The 2100-year-old Antikythera Wreck was named after the small island near where it was found by sponge fishermen in 1900.

It is best-known for revealing the mysterious mechanism dubbed the world’s oldest computer, but early dives also revealed fragments broken away from lifesize human statues, including one dubbed the "Antikythera Youth", which was reconstructed in the 1950s.

Analysis suggested that other fragments had broken away from at least six complete statues.

Excavating the wreck at a depth of 50m for two weeks in September, the dive-team was led by Alexandros Sotiriou for the Greek Ephorate of Underwater Antiquities and Lund University.

New discoveries included a sarcophagus lid, a bronze disc of unknown purpose inscribed with the image of a bull and, most significantly, a life-sized human arm from what would be a seventh bronze statue.

The divers also found human bones and timber planking.

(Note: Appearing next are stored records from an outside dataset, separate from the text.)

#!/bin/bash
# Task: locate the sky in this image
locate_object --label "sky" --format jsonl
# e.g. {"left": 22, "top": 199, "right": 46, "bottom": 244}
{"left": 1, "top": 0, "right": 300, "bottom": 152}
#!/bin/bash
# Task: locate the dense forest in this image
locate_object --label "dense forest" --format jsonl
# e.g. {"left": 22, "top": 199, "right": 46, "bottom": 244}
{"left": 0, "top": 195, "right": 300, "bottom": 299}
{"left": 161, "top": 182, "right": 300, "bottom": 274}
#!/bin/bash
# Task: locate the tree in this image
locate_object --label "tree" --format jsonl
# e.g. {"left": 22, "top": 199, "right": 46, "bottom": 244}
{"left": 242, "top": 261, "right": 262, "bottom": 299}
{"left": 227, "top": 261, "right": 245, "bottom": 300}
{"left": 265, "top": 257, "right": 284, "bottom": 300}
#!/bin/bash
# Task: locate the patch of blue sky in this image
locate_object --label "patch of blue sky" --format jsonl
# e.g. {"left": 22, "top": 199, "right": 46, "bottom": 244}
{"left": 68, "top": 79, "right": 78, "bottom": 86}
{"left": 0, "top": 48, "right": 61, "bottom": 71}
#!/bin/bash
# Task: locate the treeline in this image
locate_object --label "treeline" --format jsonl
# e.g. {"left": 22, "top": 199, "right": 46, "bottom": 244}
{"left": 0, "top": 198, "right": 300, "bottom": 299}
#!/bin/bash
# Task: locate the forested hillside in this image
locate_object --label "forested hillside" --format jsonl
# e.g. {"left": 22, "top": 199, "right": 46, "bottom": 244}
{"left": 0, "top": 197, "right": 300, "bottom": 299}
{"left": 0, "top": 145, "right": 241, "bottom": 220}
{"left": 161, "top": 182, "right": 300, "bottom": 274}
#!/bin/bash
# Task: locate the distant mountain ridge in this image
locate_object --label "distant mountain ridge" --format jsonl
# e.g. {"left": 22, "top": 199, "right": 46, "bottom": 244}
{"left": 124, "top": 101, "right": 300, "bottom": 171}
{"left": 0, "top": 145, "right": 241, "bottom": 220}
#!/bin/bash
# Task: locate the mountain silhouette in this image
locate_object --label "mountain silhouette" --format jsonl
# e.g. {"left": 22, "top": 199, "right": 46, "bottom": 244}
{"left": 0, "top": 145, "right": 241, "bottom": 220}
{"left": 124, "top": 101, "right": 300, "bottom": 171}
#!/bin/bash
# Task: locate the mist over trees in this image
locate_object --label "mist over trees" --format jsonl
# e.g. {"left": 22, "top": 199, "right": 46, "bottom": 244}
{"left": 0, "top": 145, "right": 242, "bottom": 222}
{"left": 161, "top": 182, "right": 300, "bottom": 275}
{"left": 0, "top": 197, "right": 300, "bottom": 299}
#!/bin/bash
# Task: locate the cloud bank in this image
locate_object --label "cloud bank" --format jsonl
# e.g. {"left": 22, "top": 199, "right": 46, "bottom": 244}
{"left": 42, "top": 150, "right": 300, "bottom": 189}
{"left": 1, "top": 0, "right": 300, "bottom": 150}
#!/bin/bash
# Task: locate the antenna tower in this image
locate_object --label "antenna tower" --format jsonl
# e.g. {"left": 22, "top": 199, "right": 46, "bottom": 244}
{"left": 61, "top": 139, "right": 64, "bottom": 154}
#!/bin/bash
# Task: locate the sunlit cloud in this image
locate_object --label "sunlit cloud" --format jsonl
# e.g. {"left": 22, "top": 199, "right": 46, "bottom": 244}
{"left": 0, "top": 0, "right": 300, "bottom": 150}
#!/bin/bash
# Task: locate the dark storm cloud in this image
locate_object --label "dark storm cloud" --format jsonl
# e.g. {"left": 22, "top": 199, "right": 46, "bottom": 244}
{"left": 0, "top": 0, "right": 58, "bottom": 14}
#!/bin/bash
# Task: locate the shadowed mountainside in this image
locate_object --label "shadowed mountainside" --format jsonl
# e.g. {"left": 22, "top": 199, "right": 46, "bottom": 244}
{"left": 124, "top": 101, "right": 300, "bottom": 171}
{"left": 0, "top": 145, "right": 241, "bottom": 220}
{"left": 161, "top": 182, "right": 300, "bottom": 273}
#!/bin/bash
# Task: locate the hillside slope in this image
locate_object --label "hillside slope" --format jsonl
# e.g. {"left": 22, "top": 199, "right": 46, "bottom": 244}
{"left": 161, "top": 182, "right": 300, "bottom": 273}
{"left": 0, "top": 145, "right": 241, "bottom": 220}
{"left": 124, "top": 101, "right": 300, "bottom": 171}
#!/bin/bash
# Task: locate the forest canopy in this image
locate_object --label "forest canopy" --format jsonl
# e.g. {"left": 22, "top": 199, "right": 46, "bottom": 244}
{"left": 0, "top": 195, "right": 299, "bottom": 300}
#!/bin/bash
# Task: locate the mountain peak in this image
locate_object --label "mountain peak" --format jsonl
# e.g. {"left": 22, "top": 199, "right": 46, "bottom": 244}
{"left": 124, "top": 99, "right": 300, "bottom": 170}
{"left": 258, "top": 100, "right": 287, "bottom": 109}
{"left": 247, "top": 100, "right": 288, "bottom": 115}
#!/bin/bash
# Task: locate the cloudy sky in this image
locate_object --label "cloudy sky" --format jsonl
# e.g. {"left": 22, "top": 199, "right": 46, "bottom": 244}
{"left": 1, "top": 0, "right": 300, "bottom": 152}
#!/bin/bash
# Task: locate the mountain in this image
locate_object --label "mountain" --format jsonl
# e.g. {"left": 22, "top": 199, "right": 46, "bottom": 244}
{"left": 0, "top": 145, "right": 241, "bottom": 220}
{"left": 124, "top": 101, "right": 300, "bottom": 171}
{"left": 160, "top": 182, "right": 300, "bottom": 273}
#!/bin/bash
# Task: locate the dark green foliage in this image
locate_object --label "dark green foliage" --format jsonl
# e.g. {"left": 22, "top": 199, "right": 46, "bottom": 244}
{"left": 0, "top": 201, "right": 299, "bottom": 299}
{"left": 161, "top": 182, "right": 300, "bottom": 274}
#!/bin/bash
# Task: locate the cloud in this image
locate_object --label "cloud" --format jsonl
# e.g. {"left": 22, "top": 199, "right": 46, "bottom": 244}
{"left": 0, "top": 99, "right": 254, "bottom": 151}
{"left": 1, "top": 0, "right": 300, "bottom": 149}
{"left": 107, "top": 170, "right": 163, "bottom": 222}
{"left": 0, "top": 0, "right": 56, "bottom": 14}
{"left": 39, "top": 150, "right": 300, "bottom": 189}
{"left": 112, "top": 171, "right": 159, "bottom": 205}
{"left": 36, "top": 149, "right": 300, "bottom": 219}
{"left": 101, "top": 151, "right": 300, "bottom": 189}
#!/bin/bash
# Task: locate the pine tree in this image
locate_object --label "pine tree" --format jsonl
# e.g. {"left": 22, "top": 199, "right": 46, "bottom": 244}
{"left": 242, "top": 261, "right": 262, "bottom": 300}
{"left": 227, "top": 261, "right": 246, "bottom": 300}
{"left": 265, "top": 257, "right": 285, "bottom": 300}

The artefacts and others were found in a previously unexplored section of the site, concealed under boulders that had shifted with seismic movement over time. Metal-detecting equipment suggested that the bronze statues could be concealed in the area.

Fewer than 200 bronze statues from ancient Greece have survived, because over the years many were melted down for the value of the alloy.

The next in the series of diving expeditions that have been carried out since 2014 is scheduled for next May, and will include exploring the vessel’s cargo hold.